But it’s not just about killing whatever turns up. The Yeeda grazing business is changing as a result of the growth in the processing business, also. A million acres of country has been set aside on Yeeda just for backgrounding and depot purposes, within 30km of the plant.

Mr Burton said last year, Yeeda had bailed-out of some lines of local cattle it was competing with AA Co over, because at the price, it would have been ‘totally unprofitable’ to process.

“AA Co pipped us on price, and they still had a $100/head freight bill on them to get back to Darwin. But good luck to the producers who got it – it was just beyond what we were prepared to pay in order to stay in profit,” he said.

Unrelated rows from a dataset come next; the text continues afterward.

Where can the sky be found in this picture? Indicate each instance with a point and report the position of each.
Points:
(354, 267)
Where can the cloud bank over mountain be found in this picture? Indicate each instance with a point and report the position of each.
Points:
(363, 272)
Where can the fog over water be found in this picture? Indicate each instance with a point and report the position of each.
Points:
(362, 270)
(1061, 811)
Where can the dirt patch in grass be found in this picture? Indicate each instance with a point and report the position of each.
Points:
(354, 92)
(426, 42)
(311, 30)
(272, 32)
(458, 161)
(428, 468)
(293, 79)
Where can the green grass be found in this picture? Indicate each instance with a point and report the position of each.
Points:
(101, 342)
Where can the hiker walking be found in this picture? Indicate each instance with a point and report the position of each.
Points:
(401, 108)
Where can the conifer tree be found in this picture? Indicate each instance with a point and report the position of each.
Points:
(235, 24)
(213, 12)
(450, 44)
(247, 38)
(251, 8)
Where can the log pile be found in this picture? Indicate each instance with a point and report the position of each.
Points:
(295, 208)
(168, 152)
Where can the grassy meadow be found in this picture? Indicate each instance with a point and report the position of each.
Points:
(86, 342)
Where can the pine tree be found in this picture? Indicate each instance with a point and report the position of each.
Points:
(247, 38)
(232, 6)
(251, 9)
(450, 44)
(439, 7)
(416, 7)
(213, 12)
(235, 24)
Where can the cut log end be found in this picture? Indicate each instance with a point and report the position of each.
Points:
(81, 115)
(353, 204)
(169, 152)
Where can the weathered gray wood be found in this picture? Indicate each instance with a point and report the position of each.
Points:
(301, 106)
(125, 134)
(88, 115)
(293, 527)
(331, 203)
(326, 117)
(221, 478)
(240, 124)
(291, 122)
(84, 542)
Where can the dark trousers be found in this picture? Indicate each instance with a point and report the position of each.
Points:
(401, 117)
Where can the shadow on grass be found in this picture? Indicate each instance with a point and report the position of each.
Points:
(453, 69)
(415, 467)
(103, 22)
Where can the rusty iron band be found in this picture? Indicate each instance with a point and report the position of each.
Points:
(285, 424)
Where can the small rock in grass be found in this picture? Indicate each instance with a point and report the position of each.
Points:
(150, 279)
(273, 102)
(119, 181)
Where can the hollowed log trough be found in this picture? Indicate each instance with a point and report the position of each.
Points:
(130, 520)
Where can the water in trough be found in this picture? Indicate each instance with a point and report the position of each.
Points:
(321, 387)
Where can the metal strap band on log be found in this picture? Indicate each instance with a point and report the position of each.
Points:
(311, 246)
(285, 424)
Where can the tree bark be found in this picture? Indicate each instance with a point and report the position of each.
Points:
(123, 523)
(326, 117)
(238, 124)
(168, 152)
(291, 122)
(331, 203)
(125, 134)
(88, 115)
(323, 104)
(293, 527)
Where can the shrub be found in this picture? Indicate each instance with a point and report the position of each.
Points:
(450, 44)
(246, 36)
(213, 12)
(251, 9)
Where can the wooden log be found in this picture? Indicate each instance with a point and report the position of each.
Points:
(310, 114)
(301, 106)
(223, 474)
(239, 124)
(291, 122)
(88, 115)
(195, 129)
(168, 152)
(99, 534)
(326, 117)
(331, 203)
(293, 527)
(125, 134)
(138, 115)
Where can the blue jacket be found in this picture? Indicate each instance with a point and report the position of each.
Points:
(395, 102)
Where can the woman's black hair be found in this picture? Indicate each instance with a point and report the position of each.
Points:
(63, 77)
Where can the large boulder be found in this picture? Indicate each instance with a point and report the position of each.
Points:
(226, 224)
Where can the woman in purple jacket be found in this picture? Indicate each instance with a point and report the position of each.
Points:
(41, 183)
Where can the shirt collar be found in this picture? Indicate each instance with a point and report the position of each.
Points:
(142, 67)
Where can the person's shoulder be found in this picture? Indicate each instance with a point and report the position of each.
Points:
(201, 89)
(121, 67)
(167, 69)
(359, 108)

While 60pc percent of the country on Yeeda is still used for breeding, increasingly, more country is being used for backgrounding light cattle bought earlier at more attractive prices.

“The profitability is more across the total supply chain, such as getting cheaper light cattle to a good killable weight, rather than just the margin from slaughter itself,” Mr Burton said.

Seasonal challenge

Faced with a traditional northern wet season each year, Mr Burton has plans to push the plant’s annual operating season out to ten months.

“We’re pretty comfortable with how the plant is operating now, and we think on a one-shift basis, we can lift weekly throughput up to 1500 a week for the bulk of the season.

“Our end game at this current stage of development is an annual kill of between 50,000 and 60,000 head, before we have to spend any more money on the plant to deliver more volume.”

The plant currently only utilises blast freezing, but plate freezing technology is part of future expansion plans. That next stage will also include the installation of a hot boning rail, for greater flexibility.

Labour issues

So has labour been a significant issue, given the plant’s extremely remote location?

“Yes, and no,” Mr Burton said.

“When we first got going, it was a challenge. We’re 100km from town, in the middle of nowhere; we weren’t well known. But all of a sudden, word has gotten out that it’s a viable plant; it’s making a quid; and it means there will be a job available again for staff next year.”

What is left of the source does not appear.